Der Vater begehrte nun die Abänderung der gerichtlich
genehmigten Umgangsvereinbarung. Er wollte, dass das mittlerweile sechsjährige
Kind an den Wochenenden auch bei ihm schlafen könne. Die Mutter widersetzte sich
diesem Wunsch.
Das Amtsgericht wies den Antrag des Kindsvaters zurück. Zur
Begründung verwies es im Wesentlichen auf die bestehenden
Verständigungsschwierigkeiten und darauf, dass das Kind, das noch nicht
eingeschult sei, bisher noch nicht den Wunsch geäußert habe, beim Vater
übernachten zu wollen.
Das Oberlandesgericht hielt hingegen einen Übernachtungsumgang
mit Anbahnungsphase für richtig. Seit der letzten Umgangsvereinbarung sei das
Kind zwei Jahre älter geworden. Entgegen der von der Mutter geäußerten Meinung
spreche das Alter nicht gegen die Anordnung einer Übernachtung beim Vater,
sondern dafür, dass eine solche endlich angeordnet werde. Die Tochter müsse
ihren Vater unter Alltagsbedingungen kennen lernen können und ihn nicht nur in
Ausnahmesituationen und als "Event-Manager" erleben. Es gäbe keine generelle
Regel, die lautet, Übernachtungen beim umgangsberechtigten Elternteil
entsprächen dem Kindeswohl erst, wenn das Kind eingeschult sei.

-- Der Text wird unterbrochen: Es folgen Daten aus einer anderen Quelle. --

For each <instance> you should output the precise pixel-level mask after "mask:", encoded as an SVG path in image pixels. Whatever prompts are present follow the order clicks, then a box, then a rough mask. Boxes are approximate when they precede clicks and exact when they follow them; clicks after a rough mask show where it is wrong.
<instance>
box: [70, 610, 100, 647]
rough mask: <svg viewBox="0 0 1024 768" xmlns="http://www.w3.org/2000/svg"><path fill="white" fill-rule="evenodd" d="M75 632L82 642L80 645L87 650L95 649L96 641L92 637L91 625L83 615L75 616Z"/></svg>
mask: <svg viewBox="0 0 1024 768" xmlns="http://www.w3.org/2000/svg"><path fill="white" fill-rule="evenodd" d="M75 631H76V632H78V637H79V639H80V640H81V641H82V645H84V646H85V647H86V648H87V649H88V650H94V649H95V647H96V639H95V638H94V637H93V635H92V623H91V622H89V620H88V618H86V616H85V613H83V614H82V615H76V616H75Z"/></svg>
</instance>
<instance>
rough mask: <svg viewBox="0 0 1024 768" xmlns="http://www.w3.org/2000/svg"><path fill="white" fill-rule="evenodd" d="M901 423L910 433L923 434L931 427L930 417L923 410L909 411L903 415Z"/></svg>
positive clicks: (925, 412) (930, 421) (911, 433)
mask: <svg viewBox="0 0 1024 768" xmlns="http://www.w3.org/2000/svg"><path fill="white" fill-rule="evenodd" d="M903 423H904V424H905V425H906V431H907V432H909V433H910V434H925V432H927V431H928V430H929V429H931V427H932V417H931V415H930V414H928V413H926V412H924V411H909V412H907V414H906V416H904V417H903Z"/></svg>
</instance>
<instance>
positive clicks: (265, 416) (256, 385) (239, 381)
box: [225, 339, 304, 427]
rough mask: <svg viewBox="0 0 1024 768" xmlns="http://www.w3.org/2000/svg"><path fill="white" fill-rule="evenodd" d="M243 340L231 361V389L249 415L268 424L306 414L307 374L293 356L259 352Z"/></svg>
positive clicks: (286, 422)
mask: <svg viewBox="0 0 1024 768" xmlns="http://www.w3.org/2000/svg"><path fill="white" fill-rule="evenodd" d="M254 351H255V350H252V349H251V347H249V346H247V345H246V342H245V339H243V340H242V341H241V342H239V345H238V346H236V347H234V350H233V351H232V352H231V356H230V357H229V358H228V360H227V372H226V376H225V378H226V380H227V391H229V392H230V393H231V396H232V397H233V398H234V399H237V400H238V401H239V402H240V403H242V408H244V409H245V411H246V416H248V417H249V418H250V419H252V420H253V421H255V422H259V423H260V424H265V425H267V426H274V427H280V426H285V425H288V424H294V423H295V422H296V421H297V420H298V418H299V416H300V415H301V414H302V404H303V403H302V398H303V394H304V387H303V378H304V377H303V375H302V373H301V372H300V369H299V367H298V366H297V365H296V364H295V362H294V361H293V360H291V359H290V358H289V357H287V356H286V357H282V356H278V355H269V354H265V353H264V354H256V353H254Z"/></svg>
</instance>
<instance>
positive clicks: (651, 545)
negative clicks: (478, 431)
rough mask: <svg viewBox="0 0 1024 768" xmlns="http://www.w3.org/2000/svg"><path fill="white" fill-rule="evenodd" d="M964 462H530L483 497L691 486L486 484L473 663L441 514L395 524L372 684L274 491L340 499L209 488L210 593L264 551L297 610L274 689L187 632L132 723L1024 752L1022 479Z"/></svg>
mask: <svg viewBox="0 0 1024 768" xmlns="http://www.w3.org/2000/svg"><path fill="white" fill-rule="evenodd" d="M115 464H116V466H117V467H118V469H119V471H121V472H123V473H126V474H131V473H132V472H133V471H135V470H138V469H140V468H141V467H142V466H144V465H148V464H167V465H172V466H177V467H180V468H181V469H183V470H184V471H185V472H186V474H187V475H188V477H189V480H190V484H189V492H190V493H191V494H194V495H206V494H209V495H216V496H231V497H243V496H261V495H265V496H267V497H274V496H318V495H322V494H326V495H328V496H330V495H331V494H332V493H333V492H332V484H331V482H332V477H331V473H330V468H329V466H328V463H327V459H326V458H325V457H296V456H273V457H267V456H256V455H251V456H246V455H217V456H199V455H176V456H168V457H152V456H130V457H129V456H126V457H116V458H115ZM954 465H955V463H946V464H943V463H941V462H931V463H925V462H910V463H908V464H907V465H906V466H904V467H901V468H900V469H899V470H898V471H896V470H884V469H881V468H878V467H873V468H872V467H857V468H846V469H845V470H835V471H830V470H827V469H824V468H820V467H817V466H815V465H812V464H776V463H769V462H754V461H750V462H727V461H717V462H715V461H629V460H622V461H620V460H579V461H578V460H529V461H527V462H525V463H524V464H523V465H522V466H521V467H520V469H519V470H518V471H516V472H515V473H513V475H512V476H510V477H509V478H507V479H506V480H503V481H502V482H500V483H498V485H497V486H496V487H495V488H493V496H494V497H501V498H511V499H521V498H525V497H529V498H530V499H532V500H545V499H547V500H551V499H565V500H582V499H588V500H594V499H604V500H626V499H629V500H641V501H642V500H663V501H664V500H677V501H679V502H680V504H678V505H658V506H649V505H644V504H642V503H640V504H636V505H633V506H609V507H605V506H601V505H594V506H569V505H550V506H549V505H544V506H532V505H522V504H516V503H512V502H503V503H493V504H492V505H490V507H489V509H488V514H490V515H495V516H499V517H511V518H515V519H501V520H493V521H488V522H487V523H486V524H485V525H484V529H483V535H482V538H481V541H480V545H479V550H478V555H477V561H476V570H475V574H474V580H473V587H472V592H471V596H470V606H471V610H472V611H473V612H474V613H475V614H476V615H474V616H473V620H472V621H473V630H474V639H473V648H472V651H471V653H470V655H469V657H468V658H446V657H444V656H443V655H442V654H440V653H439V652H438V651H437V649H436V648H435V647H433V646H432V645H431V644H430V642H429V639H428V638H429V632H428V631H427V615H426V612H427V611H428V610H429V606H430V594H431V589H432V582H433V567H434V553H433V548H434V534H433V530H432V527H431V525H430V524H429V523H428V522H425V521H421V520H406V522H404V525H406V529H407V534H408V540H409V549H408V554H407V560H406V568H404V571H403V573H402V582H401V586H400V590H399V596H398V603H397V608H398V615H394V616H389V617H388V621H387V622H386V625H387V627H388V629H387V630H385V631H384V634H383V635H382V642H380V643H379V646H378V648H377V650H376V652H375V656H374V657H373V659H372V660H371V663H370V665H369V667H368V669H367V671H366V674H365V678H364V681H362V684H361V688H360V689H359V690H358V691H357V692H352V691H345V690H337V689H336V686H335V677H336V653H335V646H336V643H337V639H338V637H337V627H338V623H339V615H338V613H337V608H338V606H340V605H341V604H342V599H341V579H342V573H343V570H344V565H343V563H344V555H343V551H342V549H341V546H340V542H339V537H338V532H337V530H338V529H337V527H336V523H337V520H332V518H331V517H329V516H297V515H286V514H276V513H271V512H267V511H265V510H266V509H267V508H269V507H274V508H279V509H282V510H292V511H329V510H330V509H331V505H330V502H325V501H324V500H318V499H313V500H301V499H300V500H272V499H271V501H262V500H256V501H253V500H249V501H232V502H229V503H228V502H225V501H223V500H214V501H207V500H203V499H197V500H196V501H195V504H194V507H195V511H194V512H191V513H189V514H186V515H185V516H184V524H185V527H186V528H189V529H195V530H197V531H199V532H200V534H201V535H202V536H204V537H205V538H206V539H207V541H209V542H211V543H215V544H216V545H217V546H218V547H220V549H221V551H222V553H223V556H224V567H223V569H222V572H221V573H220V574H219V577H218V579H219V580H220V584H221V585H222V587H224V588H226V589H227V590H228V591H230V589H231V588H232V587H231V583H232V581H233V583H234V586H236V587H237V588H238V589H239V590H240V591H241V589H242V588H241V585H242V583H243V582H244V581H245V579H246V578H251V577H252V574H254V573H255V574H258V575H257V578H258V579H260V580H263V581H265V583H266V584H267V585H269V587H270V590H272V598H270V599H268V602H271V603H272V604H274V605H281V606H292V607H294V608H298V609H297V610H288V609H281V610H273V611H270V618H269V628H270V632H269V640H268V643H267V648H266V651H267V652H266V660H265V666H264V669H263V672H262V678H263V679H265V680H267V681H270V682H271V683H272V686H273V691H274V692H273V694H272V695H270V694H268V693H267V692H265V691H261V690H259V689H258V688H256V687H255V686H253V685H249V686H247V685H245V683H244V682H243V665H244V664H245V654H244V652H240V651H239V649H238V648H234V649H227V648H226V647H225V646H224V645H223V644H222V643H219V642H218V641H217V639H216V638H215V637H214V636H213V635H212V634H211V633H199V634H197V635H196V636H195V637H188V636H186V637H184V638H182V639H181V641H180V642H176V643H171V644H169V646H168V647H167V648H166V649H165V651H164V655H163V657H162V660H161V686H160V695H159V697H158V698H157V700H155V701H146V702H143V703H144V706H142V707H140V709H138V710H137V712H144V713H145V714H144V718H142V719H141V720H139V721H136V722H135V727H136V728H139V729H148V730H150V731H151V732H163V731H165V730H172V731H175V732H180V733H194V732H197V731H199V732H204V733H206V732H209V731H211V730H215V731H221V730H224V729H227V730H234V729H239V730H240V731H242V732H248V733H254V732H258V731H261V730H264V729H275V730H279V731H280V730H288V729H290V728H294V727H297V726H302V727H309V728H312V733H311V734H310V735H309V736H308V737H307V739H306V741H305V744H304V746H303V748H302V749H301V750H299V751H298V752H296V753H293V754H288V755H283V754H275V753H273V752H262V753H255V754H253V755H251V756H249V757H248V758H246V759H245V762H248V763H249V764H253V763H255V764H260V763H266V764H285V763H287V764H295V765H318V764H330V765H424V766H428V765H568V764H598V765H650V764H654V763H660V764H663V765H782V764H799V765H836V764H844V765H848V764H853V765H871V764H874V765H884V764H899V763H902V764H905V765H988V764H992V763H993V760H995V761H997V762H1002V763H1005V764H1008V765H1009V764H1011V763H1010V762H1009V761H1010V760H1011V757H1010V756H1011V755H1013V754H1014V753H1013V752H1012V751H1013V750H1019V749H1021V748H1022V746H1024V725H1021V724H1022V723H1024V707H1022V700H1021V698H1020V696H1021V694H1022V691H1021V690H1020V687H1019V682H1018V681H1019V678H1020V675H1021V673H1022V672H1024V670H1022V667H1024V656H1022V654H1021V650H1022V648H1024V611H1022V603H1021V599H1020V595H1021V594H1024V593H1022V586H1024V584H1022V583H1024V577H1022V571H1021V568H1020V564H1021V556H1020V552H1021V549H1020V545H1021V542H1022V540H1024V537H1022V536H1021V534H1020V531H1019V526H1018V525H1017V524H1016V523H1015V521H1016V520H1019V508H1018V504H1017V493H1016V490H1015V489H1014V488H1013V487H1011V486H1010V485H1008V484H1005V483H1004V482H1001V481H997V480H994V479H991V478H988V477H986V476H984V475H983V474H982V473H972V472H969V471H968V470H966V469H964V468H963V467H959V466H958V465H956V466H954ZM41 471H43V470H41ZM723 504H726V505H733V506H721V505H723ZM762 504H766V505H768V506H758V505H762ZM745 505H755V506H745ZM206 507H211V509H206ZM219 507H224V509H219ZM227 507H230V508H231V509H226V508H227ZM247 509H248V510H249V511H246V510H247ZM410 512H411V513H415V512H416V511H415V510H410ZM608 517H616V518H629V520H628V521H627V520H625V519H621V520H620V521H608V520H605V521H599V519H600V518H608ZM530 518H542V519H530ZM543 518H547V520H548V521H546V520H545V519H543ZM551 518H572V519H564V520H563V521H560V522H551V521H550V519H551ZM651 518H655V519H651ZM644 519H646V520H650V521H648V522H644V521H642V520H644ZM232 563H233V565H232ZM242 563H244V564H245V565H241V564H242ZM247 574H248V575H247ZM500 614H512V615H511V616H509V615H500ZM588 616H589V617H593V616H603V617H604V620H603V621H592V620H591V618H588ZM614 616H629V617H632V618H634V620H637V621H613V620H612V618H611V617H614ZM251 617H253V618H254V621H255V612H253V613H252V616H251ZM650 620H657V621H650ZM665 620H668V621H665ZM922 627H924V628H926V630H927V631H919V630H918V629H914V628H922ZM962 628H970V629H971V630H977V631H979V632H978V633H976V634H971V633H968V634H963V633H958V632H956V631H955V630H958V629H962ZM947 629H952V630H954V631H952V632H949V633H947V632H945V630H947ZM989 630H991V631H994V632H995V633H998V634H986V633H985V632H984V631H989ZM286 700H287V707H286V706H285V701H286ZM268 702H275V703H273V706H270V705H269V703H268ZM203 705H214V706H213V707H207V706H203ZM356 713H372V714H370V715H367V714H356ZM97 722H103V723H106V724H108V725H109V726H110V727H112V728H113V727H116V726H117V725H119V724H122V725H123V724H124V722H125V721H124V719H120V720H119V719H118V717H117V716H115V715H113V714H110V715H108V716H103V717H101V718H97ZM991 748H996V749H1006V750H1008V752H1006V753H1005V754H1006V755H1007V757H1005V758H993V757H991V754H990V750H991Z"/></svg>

Vielmehr sei auf
die Umstände des Einzelfalls abzustellen. Diese stünden der Anordnung eines
Übernachtungsumgangs hier nicht im Wege. Die geäußerte Ablehnung der Tochter
spreche ebenfalls nicht dagegen. Hierbei handele es sich nicht um eine
eigenständige Willensäußerung, sondern um die Übernahme der Meinung ihrer
Mutter.
Auch das Sprachproblem stelle kein gegen eine Übernachtung
sprechendes Hindernis dar. Der Vater habe seit dem Jahr 2006 Umgang mit seiner
Tochter. Die Mutter habe kein einziges konkretes Ereignis geschildert, das
belegt, dass die Verständigungsschwierigkeiten zu einem ernst zu nehmenden
Problem geführt hätten. Daraus sei zu folgern, dass sowohl der Vater mit dem
Kind klarkomme als auch umgekehrt. Hinzu komme, dass auftretende Sprachprobleme
heutzutage mit Hilfe der modernen Kommunikationsmittel und Medien schnell und
leicht überwunden werden könnten. Außerdem sei die emotionale Zuwendung, die bei
einer plötzlich auftretenden Heimwehattacke erforderlich werden könnte, auch
ohne viele Worte möglich. Zweifel an der Fähigkeit des Vaters, auf eine solche
Situation eingehen zu können, bestünden im Hinblick auf seine Ausbildung zum
Pädagogen und seiner derzeitigen beruflichen Tätigkeit nicht.